Его слуга Барлоу объявил о приходе барона, барон объявил о своих спутниках и представил их.

— Мой дорогой Морле, я привел к вам двух соотечественников, которые думают, что они ваши родственники, и вследствие этого полагают, что вам следует познакомиться. Лично для меня логичность этого вывода не столь очевидна, поскольку родственники — величайшее несчастье, которым нас наделяют при рождении. Я всегда говорю, что друзей выбираю сам, ну а родственники пусть отправляются к черту, я за них не отвечаю.

Морле оставил О’Келли и подошел к гостям.

— У меня нет вашего опыта, барон. В отношении родственников судьба меня пощадила.

— В таком случае, вот вам еще одно доказательство ее благосклонности. — И барон назвал своих спутников: — Господин Арман де Шеньер шевалье де Сен-Жиль и его брат Констан.

Молодые люди были настолько непохожи друг на друга, насколько могут быть непохожи братья. Сен-Жиль был чуть выше среднего роста, хорошо сложен и изящен; его узкое, с правильными чертами, лицо портило презрительное выражение.
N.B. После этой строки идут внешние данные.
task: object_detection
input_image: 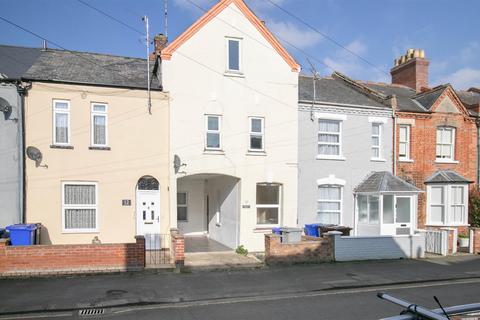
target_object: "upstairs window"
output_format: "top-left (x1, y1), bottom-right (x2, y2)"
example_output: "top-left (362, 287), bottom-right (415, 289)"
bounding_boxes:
top-left (91, 103), bottom-right (108, 147)
top-left (205, 115), bottom-right (221, 150)
top-left (318, 119), bottom-right (342, 157)
top-left (53, 100), bottom-right (70, 145)
top-left (372, 123), bottom-right (382, 159)
top-left (249, 118), bottom-right (264, 151)
top-left (227, 38), bottom-right (241, 73)
top-left (436, 127), bottom-right (455, 161)
top-left (398, 125), bottom-right (410, 160)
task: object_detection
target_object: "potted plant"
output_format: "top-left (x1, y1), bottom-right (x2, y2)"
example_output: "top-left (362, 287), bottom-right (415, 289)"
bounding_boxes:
top-left (458, 233), bottom-right (470, 248)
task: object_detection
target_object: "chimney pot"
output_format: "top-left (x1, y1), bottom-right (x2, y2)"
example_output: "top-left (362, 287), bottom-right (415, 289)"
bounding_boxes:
top-left (390, 49), bottom-right (429, 92)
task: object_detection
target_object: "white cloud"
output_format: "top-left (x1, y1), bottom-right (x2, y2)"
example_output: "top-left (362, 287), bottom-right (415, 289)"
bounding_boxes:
top-left (438, 67), bottom-right (480, 89)
top-left (267, 20), bottom-right (322, 49)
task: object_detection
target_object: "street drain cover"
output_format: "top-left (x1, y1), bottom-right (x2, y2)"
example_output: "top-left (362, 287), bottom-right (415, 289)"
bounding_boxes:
top-left (78, 309), bottom-right (105, 317)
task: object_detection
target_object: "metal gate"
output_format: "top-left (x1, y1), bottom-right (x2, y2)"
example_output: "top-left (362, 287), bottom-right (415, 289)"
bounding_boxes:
top-left (425, 230), bottom-right (448, 256)
top-left (145, 233), bottom-right (172, 268)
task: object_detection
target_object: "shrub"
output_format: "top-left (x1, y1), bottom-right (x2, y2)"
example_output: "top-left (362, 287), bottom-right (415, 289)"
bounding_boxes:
top-left (468, 188), bottom-right (480, 228)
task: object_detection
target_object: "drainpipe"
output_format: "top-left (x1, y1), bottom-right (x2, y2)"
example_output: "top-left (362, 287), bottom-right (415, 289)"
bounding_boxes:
top-left (16, 82), bottom-right (32, 223)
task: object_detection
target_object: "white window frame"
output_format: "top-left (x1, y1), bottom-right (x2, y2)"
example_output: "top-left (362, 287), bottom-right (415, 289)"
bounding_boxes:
top-left (435, 126), bottom-right (456, 162)
top-left (317, 118), bottom-right (345, 160)
top-left (225, 37), bottom-right (243, 74)
top-left (370, 122), bottom-right (383, 160)
top-left (205, 114), bottom-right (222, 151)
top-left (90, 102), bottom-right (108, 147)
top-left (52, 99), bottom-right (72, 146)
top-left (177, 191), bottom-right (188, 222)
top-left (398, 124), bottom-right (411, 161)
top-left (248, 117), bottom-right (265, 152)
top-left (62, 181), bottom-right (100, 233)
top-left (316, 184), bottom-right (344, 226)
top-left (427, 183), bottom-right (469, 227)
top-left (255, 182), bottom-right (283, 228)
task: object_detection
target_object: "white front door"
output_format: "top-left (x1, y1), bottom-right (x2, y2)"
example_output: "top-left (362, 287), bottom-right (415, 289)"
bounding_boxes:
top-left (136, 190), bottom-right (160, 238)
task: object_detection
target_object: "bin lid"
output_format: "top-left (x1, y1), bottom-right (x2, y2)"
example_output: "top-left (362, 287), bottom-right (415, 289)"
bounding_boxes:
top-left (6, 224), bottom-right (37, 231)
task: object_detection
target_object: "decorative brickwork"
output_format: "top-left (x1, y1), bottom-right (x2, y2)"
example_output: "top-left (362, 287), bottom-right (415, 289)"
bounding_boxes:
top-left (265, 234), bottom-right (334, 265)
top-left (0, 236), bottom-right (145, 276)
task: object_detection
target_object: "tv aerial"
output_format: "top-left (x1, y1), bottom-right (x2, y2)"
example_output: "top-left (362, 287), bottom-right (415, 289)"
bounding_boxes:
top-left (27, 146), bottom-right (48, 168)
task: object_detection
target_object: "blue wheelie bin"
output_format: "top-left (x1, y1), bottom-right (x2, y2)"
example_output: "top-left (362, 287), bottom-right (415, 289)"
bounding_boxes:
top-left (305, 223), bottom-right (322, 238)
top-left (6, 224), bottom-right (37, 246)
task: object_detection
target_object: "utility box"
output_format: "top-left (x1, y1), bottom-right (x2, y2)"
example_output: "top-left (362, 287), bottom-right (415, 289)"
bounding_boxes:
top-left (280, 227), bottom-right (303, 243)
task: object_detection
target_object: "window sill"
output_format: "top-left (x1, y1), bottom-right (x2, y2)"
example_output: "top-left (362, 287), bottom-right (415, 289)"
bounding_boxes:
top-left (88, 146), bottom-right (112, 151)
top-left (223, 71), bottom-right (245, 78)
top-left (316, 155), bottom-right (347, 161)
top-left (246, 150), bottom-right (267, 157)
top-left (50, 144), bottom-right (73, 150)
top-left (203, 149), bottom-right (225, 156)
top-left (435, 159), bottom-right (460, 164)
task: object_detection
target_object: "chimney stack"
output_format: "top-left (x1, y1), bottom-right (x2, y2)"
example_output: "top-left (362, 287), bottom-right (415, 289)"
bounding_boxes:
top-left (150, 33), bottom-right (168, 60)
top-left (390, 49), bottom-right (430, 92)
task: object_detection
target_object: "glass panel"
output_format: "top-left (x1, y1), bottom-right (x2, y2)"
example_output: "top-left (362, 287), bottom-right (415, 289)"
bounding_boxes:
top-left (177, 207), bottom-right (187, 221)
top-left (317, 212), bottom-right (340, 225)
top-left (64, 184), bottom-right (96, 205)
top-left (228, 40), bottom-right (240, 71)
top-left (93, 116), bottom-right (107, 145)
top-left (207, 132), bottom-right (220, 148)
top-left (208, 117), bottom-right (219, 131)
top-left (368, 196), bottom-right (380, 223)
top-left (383, 195), bottom-right (394, 223)
top-left (430, 187), bottom-right (443, 204)
top-left (396, 197), bottom-right (410, 223)
top-left (357, 196), bottom-right (368, 222)
top-left (250, 136), bottom-right (263, 150)
top-left (55, 113), bottom-right (68, 143)
top-left (257, 208), bottom-right (278, 224)
top-left (177, 192), bottom-right (187, 205)
top-left (65, 209), bottom-right (96, 229)
top-left (251, 119), bottom-right (262, 133)
top-left (430, 205), bottom-right (445, 223)
top-left (257, 184), bottom-right (280, 205)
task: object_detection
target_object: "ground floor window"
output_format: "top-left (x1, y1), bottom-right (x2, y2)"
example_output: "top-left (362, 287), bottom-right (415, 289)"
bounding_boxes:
top-left (257, 183), bottom-right (281, 225)
top-left (427, 185), bottom-right (468, 225)
top-left (62, 182), bottom-right (98, 232)
top-left (177, 192), bottom-right (188, 221)
top-left (317, 185), bottom-right (342, 225)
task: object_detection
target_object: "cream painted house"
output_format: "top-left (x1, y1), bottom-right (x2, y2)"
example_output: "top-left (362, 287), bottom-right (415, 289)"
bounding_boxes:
top-left (161, 0), bottom-right (300, 251)
top-left (23, 50), bottom-right (171, 244)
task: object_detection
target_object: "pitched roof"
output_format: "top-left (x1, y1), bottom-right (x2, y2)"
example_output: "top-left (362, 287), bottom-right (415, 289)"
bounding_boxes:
top-left (0, 45), bottom-right (41, 80)
top-left (354, 171), bottom-right (422, 193)
top-left (0, 46), bottom-right (161, 90)
top-left (425, 170), bottom-right (472, 183)
top-left (298, 73), bottom-right (390, 108)
top-left (161, 0), bottom-right (300, 72)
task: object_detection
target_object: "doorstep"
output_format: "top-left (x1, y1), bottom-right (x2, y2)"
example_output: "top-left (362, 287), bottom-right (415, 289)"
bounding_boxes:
top-left (184, 251), bottom-right (264, 271)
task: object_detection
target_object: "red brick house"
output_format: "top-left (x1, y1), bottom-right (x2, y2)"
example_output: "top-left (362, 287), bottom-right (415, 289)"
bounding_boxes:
top-left (369, 49), bottom-right (478, 233)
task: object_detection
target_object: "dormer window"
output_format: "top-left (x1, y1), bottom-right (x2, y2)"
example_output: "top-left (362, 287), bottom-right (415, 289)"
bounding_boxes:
top-left (227, 38), bottom-right (242, 73)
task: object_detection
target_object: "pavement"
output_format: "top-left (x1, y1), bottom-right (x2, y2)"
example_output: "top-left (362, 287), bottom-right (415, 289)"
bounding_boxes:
top-left (0, 256), bottom-right (480, 314)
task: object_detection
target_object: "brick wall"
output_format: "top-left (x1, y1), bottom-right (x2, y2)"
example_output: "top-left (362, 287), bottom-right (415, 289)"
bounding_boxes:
top-left (396, 90), bottom-right (477, 229)
top-left (0, 236), bottom-right (145, 276)
top-left (265, 234), bottom-right (333, 265)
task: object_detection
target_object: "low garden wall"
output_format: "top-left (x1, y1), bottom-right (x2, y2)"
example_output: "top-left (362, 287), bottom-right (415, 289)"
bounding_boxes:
top-left (0, 236), bottom-right (145, 277)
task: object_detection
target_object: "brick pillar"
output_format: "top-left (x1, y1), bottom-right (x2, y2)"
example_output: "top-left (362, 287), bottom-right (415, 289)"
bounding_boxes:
top-left (170, 228), bottom-right (185, 270)
top-left (470, 227), bottom-right (480, 254)
top-left (135, 236), bottom-right (145, 268)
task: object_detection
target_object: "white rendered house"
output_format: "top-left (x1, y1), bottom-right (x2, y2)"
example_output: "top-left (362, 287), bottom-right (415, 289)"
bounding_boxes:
top-left (161, 0), bottom-right (300, 251)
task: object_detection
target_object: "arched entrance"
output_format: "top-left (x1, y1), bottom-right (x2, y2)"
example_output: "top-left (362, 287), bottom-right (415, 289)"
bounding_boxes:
top-left (136, 176), bottom-right (160, 236)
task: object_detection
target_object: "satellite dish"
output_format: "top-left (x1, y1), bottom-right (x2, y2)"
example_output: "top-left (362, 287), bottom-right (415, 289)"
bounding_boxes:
top-left (27, 146), bottom-right (46, 167)
top-left (173, 155), bottom-right (187, 173)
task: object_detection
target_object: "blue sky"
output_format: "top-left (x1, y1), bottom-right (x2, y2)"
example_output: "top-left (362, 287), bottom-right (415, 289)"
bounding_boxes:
top-left (0, 0), bottom-right (480, 88)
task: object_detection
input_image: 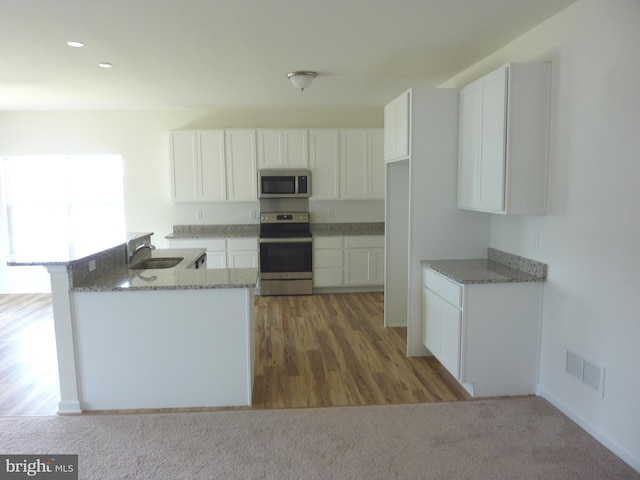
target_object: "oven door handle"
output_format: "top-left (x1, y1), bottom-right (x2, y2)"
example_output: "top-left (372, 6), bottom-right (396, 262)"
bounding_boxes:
top-left (260, 237), bottom-right (312, 243)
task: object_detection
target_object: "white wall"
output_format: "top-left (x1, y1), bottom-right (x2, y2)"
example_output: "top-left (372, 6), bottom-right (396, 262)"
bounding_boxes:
top-left (445, 0), bottom-right (640, 470)
top-left (0, 108), bottom-right (384, 293)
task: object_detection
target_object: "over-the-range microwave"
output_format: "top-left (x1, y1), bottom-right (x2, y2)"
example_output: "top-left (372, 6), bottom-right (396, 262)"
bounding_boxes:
top-left (258, 168), bottom-right (311, 198)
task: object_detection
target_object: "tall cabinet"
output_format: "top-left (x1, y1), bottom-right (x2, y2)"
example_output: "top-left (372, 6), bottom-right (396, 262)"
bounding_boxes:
top-left (384, 88), bottom-right (490, 356)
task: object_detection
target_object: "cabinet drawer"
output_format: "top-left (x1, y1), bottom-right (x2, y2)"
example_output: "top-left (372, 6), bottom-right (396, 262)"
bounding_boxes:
top-left (422, 268), bottom-right (462, 308)
top-left (344, 235), bottom-right (384, 248)
top-left (313, 237), bottom-right (342, 248)
top-left (169, 238), bottom-right (226, 252)
top-left (313, 249), bottom-right (342, 268)
top-left (227, 238), bottom-right (258, 250)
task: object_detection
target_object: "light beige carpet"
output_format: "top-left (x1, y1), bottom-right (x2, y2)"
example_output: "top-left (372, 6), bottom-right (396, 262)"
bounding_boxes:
top-left (0, 398), bottom-right (640, 480)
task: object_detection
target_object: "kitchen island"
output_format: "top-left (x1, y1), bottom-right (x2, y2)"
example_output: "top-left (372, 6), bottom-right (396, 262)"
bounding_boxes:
top-left (8, 234), bottom-right (258, 413)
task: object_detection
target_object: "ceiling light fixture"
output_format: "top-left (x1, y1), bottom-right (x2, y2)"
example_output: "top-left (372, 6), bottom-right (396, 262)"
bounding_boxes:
top-left (287, 71), bottom-right (318, 92)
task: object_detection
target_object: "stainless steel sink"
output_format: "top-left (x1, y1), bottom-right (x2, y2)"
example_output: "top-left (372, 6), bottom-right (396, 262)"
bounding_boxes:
top-left (130, 257), bottom-right (184, 270)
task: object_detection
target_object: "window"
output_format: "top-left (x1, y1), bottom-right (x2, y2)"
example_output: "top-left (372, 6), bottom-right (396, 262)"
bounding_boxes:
top-left (4, 155), bottom-right (125, 259)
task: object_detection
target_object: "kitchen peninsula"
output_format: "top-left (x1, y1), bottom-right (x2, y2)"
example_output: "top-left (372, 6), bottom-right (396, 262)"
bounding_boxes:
top-left (7, 233), bottom-right (258, 414)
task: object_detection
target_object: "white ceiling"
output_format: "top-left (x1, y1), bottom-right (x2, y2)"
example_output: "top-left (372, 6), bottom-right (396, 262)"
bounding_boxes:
top-left (0, 0), bottom-right (575, 110)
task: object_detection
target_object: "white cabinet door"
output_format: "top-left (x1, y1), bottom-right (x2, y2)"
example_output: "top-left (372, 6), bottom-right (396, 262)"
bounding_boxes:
top-left (225, 129), bottom-right (258, 201)
top-left (340, 129), bottom-right (385, 200)
top-left (171, 130), bottom-right (200, 202)
top-left (384, 92), bottom-right (410, 161)
top-left (309, 129), bottom-right (340, 200)
top-left (198, 130), bottom-right (227, 202)
top-left (458, 68), bottom-right (507, 213)
top-left (257, 129), bottom-right (309, 168)
top-left (367, 128), bottom-right (386, 200)
top-left (477, 69), bottom-right (507, 212)
top-left (313, 236), bottom-right (344, 287)
top-left (458, 63), bottom-right (550, 214)
top-left (227, 238), bottom-right (258, 268)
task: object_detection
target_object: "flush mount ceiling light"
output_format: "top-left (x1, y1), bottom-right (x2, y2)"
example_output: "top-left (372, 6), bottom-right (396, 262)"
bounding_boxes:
top-left (287, 71), bottom-right (318, 91)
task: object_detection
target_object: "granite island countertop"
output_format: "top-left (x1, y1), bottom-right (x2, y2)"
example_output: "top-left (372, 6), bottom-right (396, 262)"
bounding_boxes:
top-left (71, 248), bottom-right (258, 292)
top-left (165, 222), bottom-right (384, 239)
top-left (421, 248), bottom-right (547, 284)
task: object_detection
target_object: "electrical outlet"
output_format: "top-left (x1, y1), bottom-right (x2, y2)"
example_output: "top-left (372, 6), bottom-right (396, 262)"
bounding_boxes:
top-left (531, 233), bottom-right (540, 250)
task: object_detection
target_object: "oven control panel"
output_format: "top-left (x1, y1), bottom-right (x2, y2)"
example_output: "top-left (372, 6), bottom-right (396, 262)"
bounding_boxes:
top-left (260, 212), bottom-right (309, 223)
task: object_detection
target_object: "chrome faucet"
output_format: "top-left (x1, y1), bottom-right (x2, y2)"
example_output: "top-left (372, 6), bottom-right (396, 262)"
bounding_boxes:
top-left (127, 243), bottom-right (156, 265)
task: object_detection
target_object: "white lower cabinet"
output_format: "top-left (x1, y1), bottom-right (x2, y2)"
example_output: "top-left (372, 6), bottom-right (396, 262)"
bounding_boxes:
top-left (313, 237), bottom-right (343, 287)
top-left (422, 268), bottom-right (542, 397)
top-left (169, 238), bottom-right (258, 268)
top-left (227, 238), bottom-right (258, 268)
top-left (344, 235), bottom-right (384, 285)
top-left (313, 235), bottom-right (384, 287)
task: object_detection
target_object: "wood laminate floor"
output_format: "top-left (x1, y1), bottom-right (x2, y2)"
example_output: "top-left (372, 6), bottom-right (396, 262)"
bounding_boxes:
top-left (253, 293), bottom-right (470, 408)
top-left (0, 294), bottom-right (60, 415)
top-left (0, 293), bottom-right (470, 415)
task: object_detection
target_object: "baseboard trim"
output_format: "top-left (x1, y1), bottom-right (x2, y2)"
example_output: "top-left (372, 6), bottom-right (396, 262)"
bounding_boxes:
top-left (537, 386), bottom-right (640, 473)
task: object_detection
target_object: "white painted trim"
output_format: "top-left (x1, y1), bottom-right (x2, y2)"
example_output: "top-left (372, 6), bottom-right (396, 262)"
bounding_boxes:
top-left (537, 386), bottom-right (640, 473)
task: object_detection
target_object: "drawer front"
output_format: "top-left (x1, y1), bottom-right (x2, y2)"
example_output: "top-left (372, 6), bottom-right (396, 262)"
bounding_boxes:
top-left (313, 237), bottom-right (342, 248)
top-left (169, 238), bottom-right (226, 252)
top-left (422, 268), bottom-right (462, 308)
top-left (344, 235), bottom-right (384, 248)
top-left (227, 238), bottom-right (258, 251)
top-left (313, 249), bottom-right (342, 268)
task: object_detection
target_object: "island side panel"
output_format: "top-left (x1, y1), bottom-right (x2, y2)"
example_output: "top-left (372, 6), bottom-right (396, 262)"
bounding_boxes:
top-left (73, 288), bottom-right (254, 410)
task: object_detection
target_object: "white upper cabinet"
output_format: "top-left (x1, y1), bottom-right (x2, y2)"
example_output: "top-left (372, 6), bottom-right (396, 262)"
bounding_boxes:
top-left (384, 92), bottom-right (410, 162)
top-left (171, 130), bottom-right (226, 202)
top-left (340, 128), bottom-right (384, 200)
top-left (309, 128), bottom-right (340, 200)
top-left (257, 129), bottom-right (309, 168)
top-left (458, 63), bottom-right (550, 214)
top-left (225, 129), bottom-right (258, 202)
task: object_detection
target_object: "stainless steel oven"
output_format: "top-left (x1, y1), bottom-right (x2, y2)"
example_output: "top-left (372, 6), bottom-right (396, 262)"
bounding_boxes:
top-left (260, 212), bottom-right (313, 295)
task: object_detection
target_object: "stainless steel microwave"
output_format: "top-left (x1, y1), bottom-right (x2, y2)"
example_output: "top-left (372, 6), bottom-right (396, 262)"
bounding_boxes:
top-left (258, 169), bottom-right (311, 198)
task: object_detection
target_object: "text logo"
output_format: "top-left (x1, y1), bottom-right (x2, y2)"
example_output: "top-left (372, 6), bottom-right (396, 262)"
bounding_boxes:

Младший брат был на полголовы выше и отличался плотным, мощным сложением. У него были черные волосы, очень смуглая кожа и широкий рот с толстыми, как у эфиопа, губами. Одежда обоих молодых людей свидетельствовала о богатстве, что напомнило Кантэну замечание Лионна относительно его источника; но если стройная фигура Сен-Жиля в камзоле, сшитом из ткани двух оттенков голубого, была образцом элегантности, то платье Констана потугами на моду лишь подчеркивало его неуклюжесть.

Резкая и властная манера держаться, вполне соответствовавшая облику младшего де Шеньера, в не меньшей степени проявлялась в его готовности говорить за них обоих и в выборе выражений.

— Что до меня, сударь, так я допускаю между нами только то родство, которое объединяет всех людей, носящих одинаковое имя, и означает принадлежность к одному племени. Довольно много французов носит имя Морле. Мы же — Морле де Шеньеры.

— Тогда как я — Морле де Никто. Тем не менее, как просто Морле я вас приветствую, а как соотечественник — я к вашим услугам.

Он представил гостям О’Келли, предложил им сесть и послал Барлоу за вином и бокалами.

— Вы пользуетесь репутацией отличного учителя фехтования, сударь, — милостиво заметил шевалье де Сен-Жиль.

— Вы очень любезны.

— И к тому же высочайшим покровительством.

— Мне повезло.

— Не могу простить себе, что, проведя в Лондоне шесть месяцев, я не познакомился с вами и не воспользовался возможностями, которые предоставляет ваша школа. Рискую показаться нескромным, но я и сам неплохо владею шпагой.

— Ох уж эта скромность! — рассмеялся Фражле. Констан тоже рассмеялся.

— Моя школа в вашем распоряжении. Здесь вы встретите многих эмигрантов. Некоторые приходят для занятий фехтованием, но большинство с тем, чтобы повидать друг друга. Встретите многих знакомых англичан, которые не скрывают своих симпатий к нашим изгнанным с родины соотечественникам.

— Думаю, не только их, — ехидно заметил Констан. — Многие посетители вашей академии разделяют взгляды проповедуемые школой мистера Фокса [Фокс — Ч. Дж. Фокс (1749-1806) — лидер радикального крыла вигов в Великобритании, министр иностранных дел].

Кантэн терпимо улыбнулся.

— Мне не пристало выбирать учеников по их убеждениям. И я один из тех, кто уважает даже те взгляды, которые не разделяет.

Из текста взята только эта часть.